Dear Commons Community,
Marc Parry has an article in The Chronicle of Higher Education, examining the ups and downs of big data research. While there are various definitions of “big data”, generically, the term assumes that the information or database system(s) used as the main storage facility is capable of storing large quantities of data longitudinally and down to very specific transactions for subsequent use in studying human behavior. Depending upon the application, big data could involve capturing every keystroke relating to the focus or behavior of an inquiry.
Parry starts by referring to questions to David Lazer:
“In 2009, David Lazer sounded the call for a fresh approach to social science. By analyzing large-scale data about human behavior—from social-network profiles to transit-card swipes—researchers could “transform our understanding of our lives, organizations, and societies,” Mr. Lazer, a professor of political science and computer science at Northeastern University, wrote in Science. The professor, joined by 14 co-authors, dubbed this field “computational social science.”
This month Mr. Lazer published a new Science article that seemed to dump a bucket of cold water on such data-mining excitement. The paper dissected the failures of Google Flu Trends, a flu-monitoring system that became a Big Data poster child. The technology, which mines people’s flu-related search queries to detect outbreaks, had been “persistently overestimating” flu prevalence, Mr. Lazer and three colleagues wrote. Its creators suffered from “Big Data hubris.” An onslaught of headlines and tweets followed. The reaction, from some, boiled down to this: Aha! Big Data has been overhyped. It’s bunk.”

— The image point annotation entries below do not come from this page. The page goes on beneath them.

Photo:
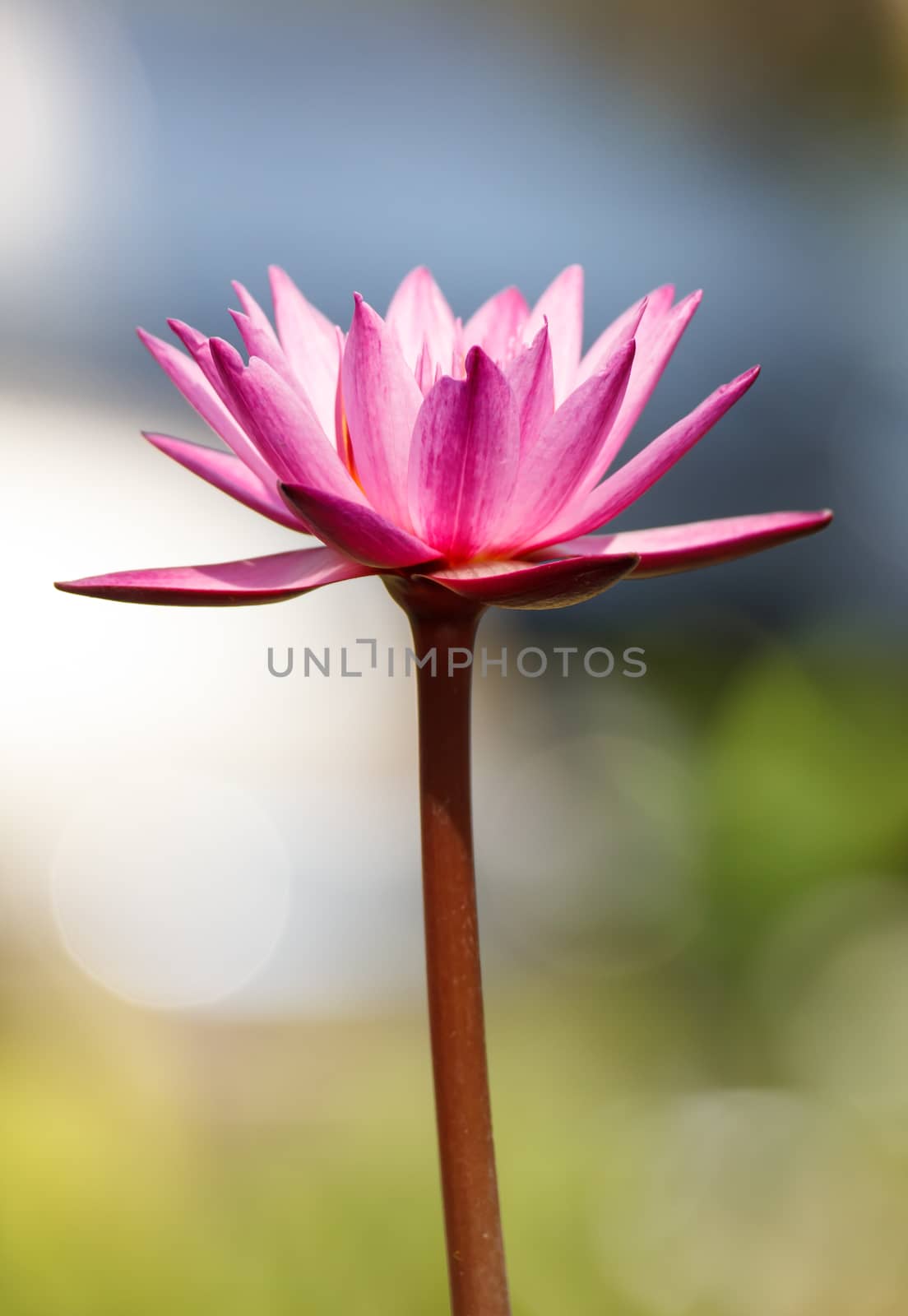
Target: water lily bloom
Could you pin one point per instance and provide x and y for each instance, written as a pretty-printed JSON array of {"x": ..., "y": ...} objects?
[
  {"x": 466, "y": 465},
  {"x": 475, "y": 454}
]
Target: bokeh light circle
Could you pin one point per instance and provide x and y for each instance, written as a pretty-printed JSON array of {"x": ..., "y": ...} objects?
[{"x": 171, "y": 892}]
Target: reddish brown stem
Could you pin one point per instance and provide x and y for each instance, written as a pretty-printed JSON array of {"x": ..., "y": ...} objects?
[{"x": 473, "y": 1221}]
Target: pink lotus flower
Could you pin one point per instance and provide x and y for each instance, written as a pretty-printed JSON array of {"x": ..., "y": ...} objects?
[{"x": 475, "y": 456}]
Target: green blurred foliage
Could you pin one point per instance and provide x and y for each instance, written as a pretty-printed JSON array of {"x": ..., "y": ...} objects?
[{"x": 161, "y": 1164}]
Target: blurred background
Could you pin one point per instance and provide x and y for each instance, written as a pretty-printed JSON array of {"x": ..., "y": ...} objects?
[{"x": 215, "y": 1089}]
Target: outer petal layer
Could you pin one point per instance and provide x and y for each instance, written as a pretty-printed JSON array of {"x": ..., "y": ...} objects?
[
  {"x": 699, "y": 544},
  {"x": 188, "y": 377},
  {"x": 628, "y": 484},
  {"x": 382, "y": 399},
  {"x": 282, "y": 424},
  {"x": 309, "y": 341},
  {"x": 419, "y": 315},
  {"x": 536, "y": 585},
  {"x": 657, "y": 339},
  {"x": 464, "y": 460},
  {"x": 498, "y": 326},
  {"x": 554, "y": 466},
  {"x": 532, "y": 383},
  {"x": 357, "y": 531},
  {"x": 563, "y": 306},
  {"x": 282, "y": 576},
  {"x": 230, "y": 475}
]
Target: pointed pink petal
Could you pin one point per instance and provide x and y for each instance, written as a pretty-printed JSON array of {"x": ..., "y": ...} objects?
[
  {"x": 382, "y": 401},
  {"x": 464, "y": 461},
  {"x": 254, "y": 313},
  {"x": 190, "y": 379},
  {"x": 311, "y": 344},
  {"x": 657, "y": 340},
  {"x": 553, "y": 469},
  {"x": 701, "y": 544},
  {"x": 355, "y": 530},
  {"x": 425, "y": 370},
  {"x": 262, "y": 342},
  {"x": 632, "y": 480},
  {"x": 653, "y": 306},
  {"x": 420, "y": 313},
  {"x": 532, "y": 383},
  {"x": 563, "y": 306},
  {"x": 282, "y": 425},
  {"x": 230, "y": 475},
  {"x": 282, "y": 576},
  {"x": 498, "y": 326},
  {"x": 535, "y": 585}
]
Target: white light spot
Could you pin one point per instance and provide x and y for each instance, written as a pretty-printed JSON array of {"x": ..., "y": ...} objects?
[{"x": 170, "y": 892}]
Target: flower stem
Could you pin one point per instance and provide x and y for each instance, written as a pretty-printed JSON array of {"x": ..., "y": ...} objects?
[{"x": 473, "y": 1221}]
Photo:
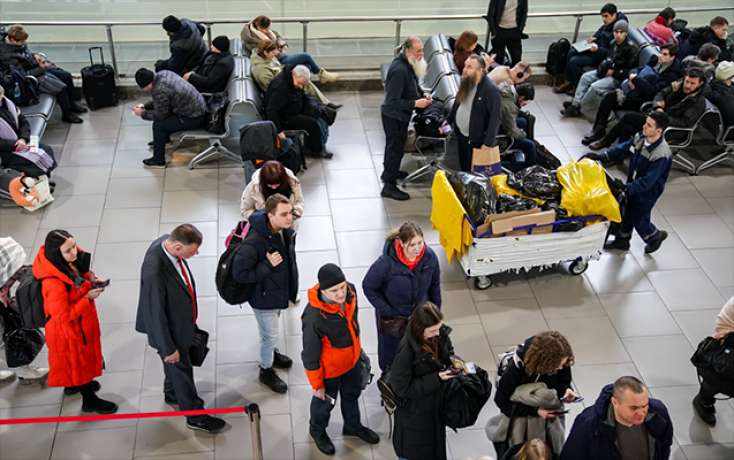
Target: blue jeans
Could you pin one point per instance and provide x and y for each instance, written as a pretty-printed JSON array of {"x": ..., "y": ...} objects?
[
  {"x": 267, "y": 326},
  {"x": 300, "y": 58}
]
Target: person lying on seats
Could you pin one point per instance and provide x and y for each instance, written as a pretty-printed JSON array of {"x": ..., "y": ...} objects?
[
  {"x": 684, "y": 101},
  {"x": 650, "y": 162},
  {"x": 176, "y": 106},
  {"x": 256, "y": 32},
  {"x": 213, "y": 74},
  {"x": 266, "y": 66},
  {"x": 186, "y": 42},
  {"x": 621, "y": 57},
  {"x": 641, "y": 86}
]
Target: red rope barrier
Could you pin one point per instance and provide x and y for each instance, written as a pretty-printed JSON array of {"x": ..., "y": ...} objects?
[{"x": 96, "y": 418}]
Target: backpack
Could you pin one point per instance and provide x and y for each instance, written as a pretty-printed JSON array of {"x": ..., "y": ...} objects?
[
  {"x": 216, "y": 109},
  {"x": 233, "y": 292},
  {"x": 555, "y": 60},
  {"x": 22, "y": 90},
  {"x": 29, "y": 300}
]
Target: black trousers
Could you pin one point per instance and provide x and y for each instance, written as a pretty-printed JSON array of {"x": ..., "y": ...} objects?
[
  {"x": 314, "y": 141},
  {"x": 610, "y": 103},
  {"x": 16, "y": 162},
  {"x": 396, "y": 134},
  {"x": 348, "y": 387},
  {"x": 179, "y": 385},
  {"x": 162, "y": 130},
  {"x": 465, "y": 148},
  {"x": 510, "y": 40}
]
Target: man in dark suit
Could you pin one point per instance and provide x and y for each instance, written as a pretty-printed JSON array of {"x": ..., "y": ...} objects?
[
  {"x": 167, "y": 312},
  {"x": 476, "y": 113}
]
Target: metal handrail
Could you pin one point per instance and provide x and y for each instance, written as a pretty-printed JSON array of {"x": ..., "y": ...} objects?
[{"x": 398, "y": 20}]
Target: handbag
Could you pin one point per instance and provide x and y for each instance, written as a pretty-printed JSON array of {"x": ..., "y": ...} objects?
[
  {"x": 392, "y": 326},
  {"x": 715, "y": 355},
  {"x": 50, "y": 84},
  {"x": 199, "y": 349}
]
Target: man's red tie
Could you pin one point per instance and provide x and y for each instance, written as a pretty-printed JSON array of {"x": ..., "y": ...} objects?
[{"x": 189, "y": 287}]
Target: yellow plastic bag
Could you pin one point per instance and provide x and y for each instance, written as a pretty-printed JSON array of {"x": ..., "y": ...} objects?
[
  {"x": 585, "y": 190},
  {"x": 499, "y": 182}
]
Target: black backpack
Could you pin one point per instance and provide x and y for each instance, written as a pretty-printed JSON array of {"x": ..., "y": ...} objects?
[
  {"x": 555, "y": 60},
  {"x": 29, "y": 300},
  {"x": 216, "y": 108},
  {"x": 233, "y": 292},
  {"x": 22, "y": 90}
]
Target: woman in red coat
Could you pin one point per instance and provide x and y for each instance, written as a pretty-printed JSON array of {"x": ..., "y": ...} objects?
[{"x": 72, "y": 326}]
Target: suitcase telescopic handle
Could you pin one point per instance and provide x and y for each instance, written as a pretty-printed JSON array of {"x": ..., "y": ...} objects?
[{"x": 101, "y": 54}]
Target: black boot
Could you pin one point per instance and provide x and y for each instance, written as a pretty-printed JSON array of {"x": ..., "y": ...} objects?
[
  {"x": 706, "y": 412},
  {"x": 270, "y": 379},
  {"x": 281, "y": 361},
  {"x": 654, "y": 243},
  {"x": 323, "y": 442},
  {"x": 393, "y": 192}
]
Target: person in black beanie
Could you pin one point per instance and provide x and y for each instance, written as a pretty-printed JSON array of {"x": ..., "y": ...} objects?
[
  {"x": 176, "y": 106},
  {"x": 213, "y": 74},
  {"x": 186, "y": 44},
  {"x": 331, "y": 357}
]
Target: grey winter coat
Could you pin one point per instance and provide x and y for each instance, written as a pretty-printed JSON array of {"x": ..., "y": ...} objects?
[{"x": 172, "y": 95}]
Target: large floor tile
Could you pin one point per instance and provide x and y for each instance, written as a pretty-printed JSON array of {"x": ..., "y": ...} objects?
[
  {"x": 359, "y": 214},
  {"x": 509, "y": 322},
  {"x": 117, "y": 444},
  {"x": 360, "y": 249},
  {"x": 663, "y": 360},
  {"x": 639, "y": 314},
  {"x": 134, "y": 193},
  {"x": 690, "y": 230},
  {"x": 189, "y": 206},
  {"x": 594, "y": 340},
  {"x": 133, "y": 224},
  {"x": 685, "y": 289},
  {"x": 689, "y": 429}
]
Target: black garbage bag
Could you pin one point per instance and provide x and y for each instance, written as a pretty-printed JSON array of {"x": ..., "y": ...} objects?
[
  {"x": 21, "y": 345},
  {"x": 537, "y": 182},
  {"x": 507, "y": 203},
  {"x": 476, "y": 194}
]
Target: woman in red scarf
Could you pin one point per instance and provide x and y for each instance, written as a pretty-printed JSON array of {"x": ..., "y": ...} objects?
[{"x": 406, "y": 275}]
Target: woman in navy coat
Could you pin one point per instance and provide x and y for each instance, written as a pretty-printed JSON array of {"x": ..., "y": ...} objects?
[{"x": 406, "y": 275}]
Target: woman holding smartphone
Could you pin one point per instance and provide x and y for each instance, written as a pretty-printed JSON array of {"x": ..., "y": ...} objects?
[
  {"x": 421, "y": 366},
  {"x": 69, "y": 291}
]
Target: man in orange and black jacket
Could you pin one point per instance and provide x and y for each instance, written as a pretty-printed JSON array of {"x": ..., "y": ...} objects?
[{"x": 331, "y": 352}]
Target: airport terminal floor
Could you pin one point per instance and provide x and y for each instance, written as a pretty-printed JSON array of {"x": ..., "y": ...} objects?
[{"x": 629, "y": 314}]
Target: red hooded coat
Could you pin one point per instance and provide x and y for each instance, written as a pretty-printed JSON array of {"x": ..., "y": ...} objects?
[{"x": 72, "y": 329}]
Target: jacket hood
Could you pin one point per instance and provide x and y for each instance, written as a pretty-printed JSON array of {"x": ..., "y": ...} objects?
[
  {"x": 315, "y": 300},
  {"x": 44, "y": 268}
]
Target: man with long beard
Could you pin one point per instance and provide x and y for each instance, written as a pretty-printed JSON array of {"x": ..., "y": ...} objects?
[
  {"x": 476, "y": 113},
  {"x": 402, "y": 96}
]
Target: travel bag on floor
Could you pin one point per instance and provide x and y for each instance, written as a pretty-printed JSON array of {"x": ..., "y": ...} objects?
[{"x": 98, "y": 83}]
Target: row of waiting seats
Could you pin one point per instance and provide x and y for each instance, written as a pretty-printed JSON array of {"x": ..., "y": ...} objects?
[{"x": 244, "y": 107}]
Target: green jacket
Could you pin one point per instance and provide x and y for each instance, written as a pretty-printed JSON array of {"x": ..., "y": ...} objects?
[{"x": 510, "y": 111}]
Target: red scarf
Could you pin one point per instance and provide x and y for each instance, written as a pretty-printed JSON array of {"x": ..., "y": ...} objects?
[{"x": 402, "y": 258}]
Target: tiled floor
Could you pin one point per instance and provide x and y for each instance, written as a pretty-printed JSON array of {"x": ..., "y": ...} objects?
[{"x": 628, "y": 314}]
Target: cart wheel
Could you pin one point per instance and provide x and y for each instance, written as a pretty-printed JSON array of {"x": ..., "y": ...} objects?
[
  {"x": 482, "y": 282},
  {"x": 578, "y": 266}
]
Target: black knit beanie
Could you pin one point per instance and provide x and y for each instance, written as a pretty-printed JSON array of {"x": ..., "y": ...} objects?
[
  {"x": 144, "y": 77},
  {"x": 329, "y": 276},
  {"x": 171, "y": 24},
  {"x": 221, "y": 43}
]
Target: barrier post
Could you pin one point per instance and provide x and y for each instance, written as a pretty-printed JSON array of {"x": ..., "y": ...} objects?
[
  {"x": 111, "y": 44},
  {"x": 253, "y": 412},
  {"x": 576, "y": 29}
]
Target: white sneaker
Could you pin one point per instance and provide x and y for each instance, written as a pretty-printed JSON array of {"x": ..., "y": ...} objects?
[{"x": 32, "y": 373}]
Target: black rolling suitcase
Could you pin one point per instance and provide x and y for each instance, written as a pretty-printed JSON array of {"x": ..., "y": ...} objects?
[{"x": 98, "y": 83}]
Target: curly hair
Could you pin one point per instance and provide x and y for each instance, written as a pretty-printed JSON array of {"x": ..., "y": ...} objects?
[{"x": 546, "y": 352}]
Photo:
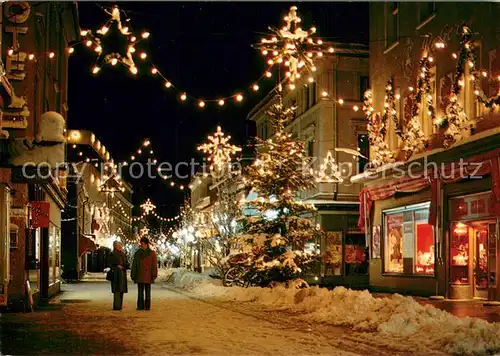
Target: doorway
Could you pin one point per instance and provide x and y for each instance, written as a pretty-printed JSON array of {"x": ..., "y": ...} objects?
[
  {"x": 483, "y": 231},
  {"x": 473, "y": 258}
]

Big data is surely being hyped as have many other new technological approaches only to have to come down to earth at some point. My opinion is that big data is a natural evolution of decision support systems that have been developing for the last fifty years. Database technology has been evolving steadily as the use of the Internet has greatly expanded hardware and software data-capturing facilities. For researchers using big data techniques, one of the major problems as Parry astutely mentions is;
“The emerging problems highlight another challenge: bridging the “Grand Canyon,” as Mr. Lazer calls it, between “social scientists who aren’t computationally talented and computer scientists who aren’t social-scientifically talented.” As universities are set up now, he says, “it would be very weird” for a computer scientist to teach courses to social-science doctoral students, or for a social scientist to teach research methods to information-science students. Both, he says, should be happening.”
The disconnect between disciplines is a major issue and there needs to be an integration of skills in order to realize the potential of big data research in human behavior. In addition, a recognition of the cultural differences among disciplines has to be recognized. The latter is much more difficult to achieve.